Inutile de prétendre lire l’avenir d’un mouvement aussi culturellement étranger à la plupart de ceux qui font ce journal et de ceux qui le lisent. Ses perspectives politiques sont incertaines ; son caractère hétéroclite, qui a contribué à son audience, menace sa cohésion et sa puissance : l’accord entre ouvriers et classes moyennes intervient plus facilement quand il s’agit de refuser une taxe sur les carburants ou la suppression de l’ISF que quand une revalorisation du smic ferait craindre à un petit patron ou à un artisan l’augmentation de ses cotisations. Toutefois, un ciment unificateur possible existe, dans la mesure où bien des demandes des « gilets jaunes » découlent des transformations du capitalisme : inégalités, salaires, fiscalité, déclin des services publics, écologie punitive, déménagement des territoires, surreprésentation de la bourgeoisie diplômée dans les instances politiques et dans les médias, etc.

Deux cortèges qui se croisent sans se répondre, deux gauches qui s’ignorent

En 2010, le journaliste François Ruffin évoquait l’image de deux cortèges progressistes qui, à Amiens le même jour, s’étaient croisés sans se rejoindre. D’un côté, un défilé des ouvriers de Goodyear. De l’autre, une manifestation d’altermondialistes contre une loi antiféministe en Espagne. « C’est, écrivait Ruffin, comme si deux mondes, séparés seulement de six kilomètres, se tournaient le dos.
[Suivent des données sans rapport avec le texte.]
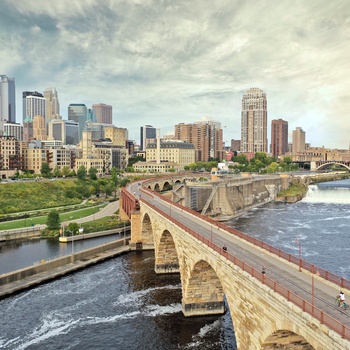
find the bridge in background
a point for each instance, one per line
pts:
(292, 303)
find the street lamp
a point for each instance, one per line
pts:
(124, 234)
(313, 283)
(299, 245)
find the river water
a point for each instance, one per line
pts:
(123, 304)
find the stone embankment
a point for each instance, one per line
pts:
(32, 276)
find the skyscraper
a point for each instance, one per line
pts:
(279, 137)
(33, 104)
(146, 132)
(103, 113)
(66, 131)
(52, 104)
(205, 135)
(78, 113)
(298, 140)
(254, 121)
(7, 100)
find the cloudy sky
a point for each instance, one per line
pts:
(170, 61)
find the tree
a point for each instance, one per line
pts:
(53, 220)
(115, 176)
(241, 159)
(72, 229)
(133, 160)
(65, 171)
(56, 171)
(93, 173)
(109, 189)
(45, 170)
(81, 173)
(272, 168)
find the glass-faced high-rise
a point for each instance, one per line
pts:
(7, 99)
(78, 112)
(254, 121)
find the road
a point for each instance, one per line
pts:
(301, 283)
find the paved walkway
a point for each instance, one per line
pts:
(34, 280)
(108, 210)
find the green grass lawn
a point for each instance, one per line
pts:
(69, 216)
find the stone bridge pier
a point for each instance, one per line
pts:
(212, 283)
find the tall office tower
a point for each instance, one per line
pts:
(33, 104)
(298, 140)
(52, 104)
(28, 128)
(7, 101)
(118, 136)
(78, 113)
(235, 145)
(14, 129)
(279, 137)
(11, 153)
(146, 132)
(103, 113)
(206, 136)
(39, 128)
(254, 121)
(66, 131)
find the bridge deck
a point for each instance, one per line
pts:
(286, 274)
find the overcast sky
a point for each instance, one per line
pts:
(166, 62)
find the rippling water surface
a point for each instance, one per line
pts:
(123, 304)
(119, 304)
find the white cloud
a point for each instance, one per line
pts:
(165, 62)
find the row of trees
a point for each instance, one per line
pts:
(260, 163)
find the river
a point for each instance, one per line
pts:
(123, 304)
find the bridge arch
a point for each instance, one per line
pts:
(325, 165)
(284, 339)
(203, 293)
(166, 259)
(167, 186)
(260, 315)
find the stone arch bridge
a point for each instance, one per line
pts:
(267, 312)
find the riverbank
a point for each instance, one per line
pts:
(29, 277)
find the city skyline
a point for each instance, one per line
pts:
(168, 63)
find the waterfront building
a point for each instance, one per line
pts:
(146, 132)
(254, 121)
(298, 140)
(279, 137)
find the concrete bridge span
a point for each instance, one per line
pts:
(269, 310)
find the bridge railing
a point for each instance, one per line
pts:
(303, 264)
(303, 304)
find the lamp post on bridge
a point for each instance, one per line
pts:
(299, 245)
(313, 283)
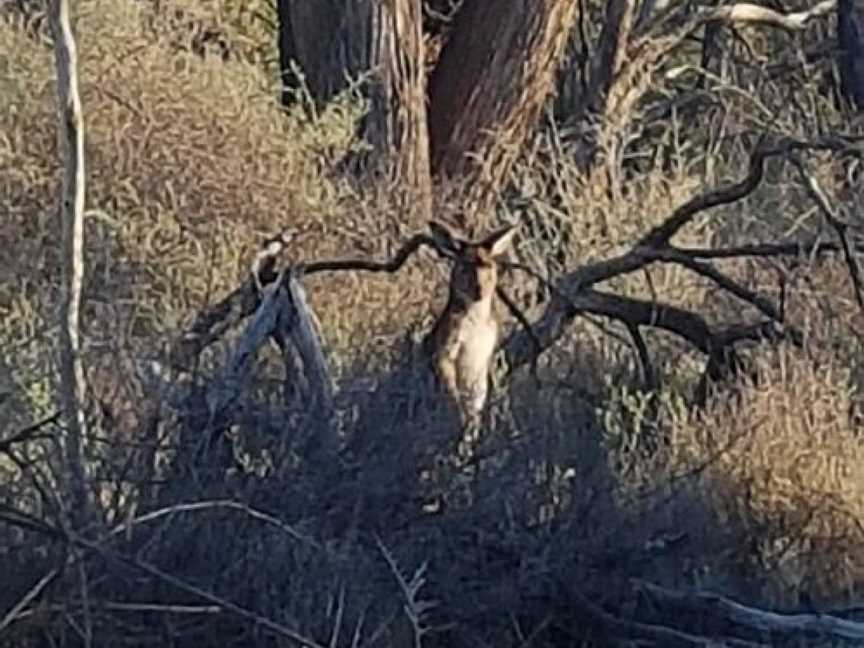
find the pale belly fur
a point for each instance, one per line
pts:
(477, 344)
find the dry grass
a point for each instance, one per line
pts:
(192, 163)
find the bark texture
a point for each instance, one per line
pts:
(850, 36)
(491, 82)
(72, 385)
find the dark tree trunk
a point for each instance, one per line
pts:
(337, 41)
(489, 86)
(287, 53)
(850, 36)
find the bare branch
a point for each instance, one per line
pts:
(212, 322)
(72, 385)
(746, 12)
(821, 200)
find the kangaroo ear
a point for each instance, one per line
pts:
(500, 240)
(444, 238)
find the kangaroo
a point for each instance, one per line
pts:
(462, 341)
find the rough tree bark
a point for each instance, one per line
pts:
(489, 86)
(72, 385)
(287, 53)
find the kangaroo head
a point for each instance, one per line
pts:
(475, 269)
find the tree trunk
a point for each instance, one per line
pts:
(72, 386)
(337, 41)
(850, 36)
(287, 53)
(491, 82)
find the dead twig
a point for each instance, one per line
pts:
(815, 191)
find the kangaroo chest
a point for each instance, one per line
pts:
(477, 339)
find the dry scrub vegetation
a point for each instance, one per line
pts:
(192, 164)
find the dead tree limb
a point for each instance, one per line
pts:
(72, 384)
(711, 614)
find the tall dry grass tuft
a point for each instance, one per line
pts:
(774, 467)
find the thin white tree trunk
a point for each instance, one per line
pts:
(71, 132)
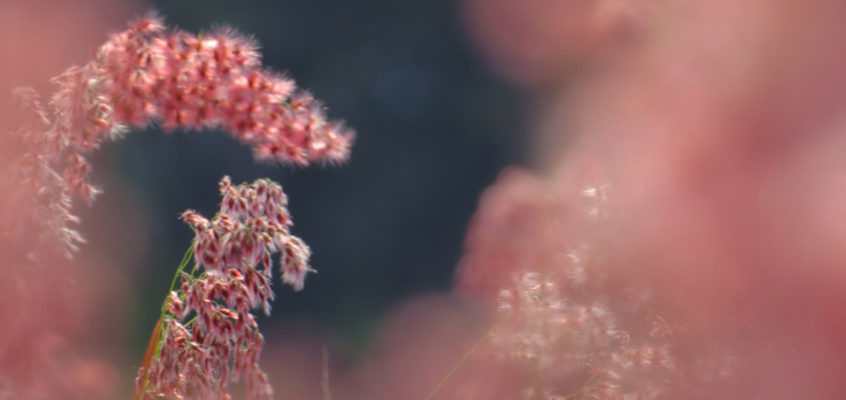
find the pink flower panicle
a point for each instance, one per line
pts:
(147, 74)
(210, 336)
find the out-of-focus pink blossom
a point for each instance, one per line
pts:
(720, 146)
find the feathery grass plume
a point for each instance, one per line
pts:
(148, 74)
(207, 335)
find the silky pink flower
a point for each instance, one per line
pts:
(200, 356)
(146, 74)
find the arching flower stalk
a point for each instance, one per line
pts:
(143, 75)
(207, 335)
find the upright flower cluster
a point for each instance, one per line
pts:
(146, 74)
(208, 335)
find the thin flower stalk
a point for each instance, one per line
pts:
(144, 75)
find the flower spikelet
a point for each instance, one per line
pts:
(210, 336)
(147, 74)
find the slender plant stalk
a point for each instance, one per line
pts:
(155, 344)
(458, 365)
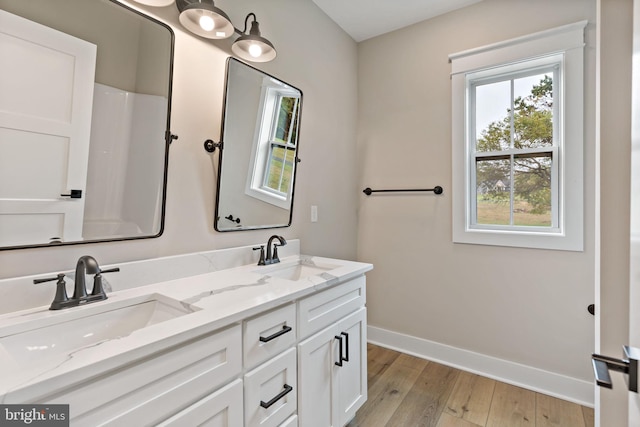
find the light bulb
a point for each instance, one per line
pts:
(255, 50)
(206, 23)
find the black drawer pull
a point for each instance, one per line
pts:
(346, 337)
(340, 358)
(283, 393)
(283, 331)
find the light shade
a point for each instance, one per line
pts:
(155, 3)
(203, 18)
(253, 47)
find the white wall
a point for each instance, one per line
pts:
(323, 66)
(524, 306)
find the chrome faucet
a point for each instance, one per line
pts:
(272, 257)
(85, 265)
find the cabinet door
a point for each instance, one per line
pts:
(332, 383)
(220, 409)
(350, 384)
(316, 357)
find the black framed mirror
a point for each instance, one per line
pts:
(85, 97)
(259, 156)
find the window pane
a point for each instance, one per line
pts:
(280, 169)
(532, 190)
(493, 123)
(533, 111)
(493, 192)
(288, 107)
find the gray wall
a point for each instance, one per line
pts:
(324, 67)
(522, 305)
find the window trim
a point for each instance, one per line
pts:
(567, 43)
(261, 150)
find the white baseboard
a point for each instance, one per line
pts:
(549, 383)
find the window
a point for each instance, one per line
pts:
(517, 141)
(282, 145)
(274, 156)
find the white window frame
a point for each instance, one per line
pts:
(255, 187)
(560, 47)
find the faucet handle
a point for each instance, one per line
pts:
(261, 249)
(275, 258)
(61, 300)
(98, 289)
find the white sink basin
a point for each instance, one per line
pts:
(296, 270)
(61, 333)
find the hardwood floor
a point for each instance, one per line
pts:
(409, 391)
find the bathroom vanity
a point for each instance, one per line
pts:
(276, 345)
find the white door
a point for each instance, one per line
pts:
(46, 95)
(634, 274)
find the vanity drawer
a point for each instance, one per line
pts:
(222, 408)
(291, 422)
(270, 391)
(324, 308)
(149, 391)
(269, 334)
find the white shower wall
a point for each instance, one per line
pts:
(123, 193)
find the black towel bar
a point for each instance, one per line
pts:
(437, 190)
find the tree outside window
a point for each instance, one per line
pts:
(514, 151)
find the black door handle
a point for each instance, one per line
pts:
(346, 339)
(283, 331)
(283, 393)
(74, 194)
(340, 358)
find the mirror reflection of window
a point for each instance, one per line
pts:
(271, 177)
(261, 136)
(282, 150)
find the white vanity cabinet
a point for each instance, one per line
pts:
(301, 361)
(332, 362)
(151, 390)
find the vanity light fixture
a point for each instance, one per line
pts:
(252, 46)
(203, 18)
(155, 3)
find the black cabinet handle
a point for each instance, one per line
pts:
(74, 194)
(283, 393)
(346, 338)
(283, 331)
(340, 358)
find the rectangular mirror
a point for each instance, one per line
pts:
(258, 161)
(85, 93)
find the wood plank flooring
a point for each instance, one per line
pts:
(409, 391)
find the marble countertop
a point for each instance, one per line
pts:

Sans possibilité de jonction entre les “durs” des usines et, comme l’ironise un ouvrier, “les bourgeois du centre qui font leur promenade” (9).  » Au même moment, le sociologue Rick Fantasia relevait lui aussi, à Detroit, aux États-Unis, l’existence de « deux gauches qui s’ignorent », l’une composée de militants sans perspective politique, l’autre de réalistes sans volonté d’action (10). Même si les clivages d’Amiens et de Detroit ne se superposent pas tout à fait, ils renvoient au gouffre croissant entre un univers populaire qui subit des coups, essaie de les rendre, et un monde de la contestation (trop ?) souvent inspiré par des intellectuels dont la radicalité de papier ne présente aucun danger pour l’ordre social. C’est aussi ce divorce que le mouvement des « gilets jaunes » a rappelé à sa façon. Il ne lui appartient pas seul d’y porter remède…

Serge Halimi

(1« Un monstre qui est né de colères anciennes », Christophe Castaner, Brut, 8 décembre 2018.

(2) Simone Weil, « La vie et la grève des ouvrières métallos », La Révolution prolétarienne, Paris, 10 juin 1936.

(3) Cité dans Quand la gauche essayait. Les leçons du pouvoir (1924, 1936, 1944, 1981), Agone, Marseille, 2018.

(4) Cité par Marie-Amélie Lombard-Latune et Christine Ducros, « Derrière les “gilets jaunes”, cette France des lotissements qui peine », Le Figaro, Paris, 26 novembre 2018.

(5) Elie Cohen et Gérard Grunberg, « Les Gilets jaunes : une double régression », Telos, 7 décembre 2018.

(6) Gaëtan de Capèle, « L’heure des comptes », Le Figaro, 11 décembre 2018.

(7Cf. collectif, Ford Blanquefort même pas mort !, Libertalia, Montreuil, 2018.

(8) Pierre Bourdieu, Contre-feux, Raisons d’agir, Paris, 1998.

(9) François Ruffin, « Dans la fabrique du mouvement social », Le Monde diplomatique, décembre 2010.

(10) Rick Fantasia, « Ces deux gauches américaines qui s’ignorent », Le Monde diplomatique, décembre 2010.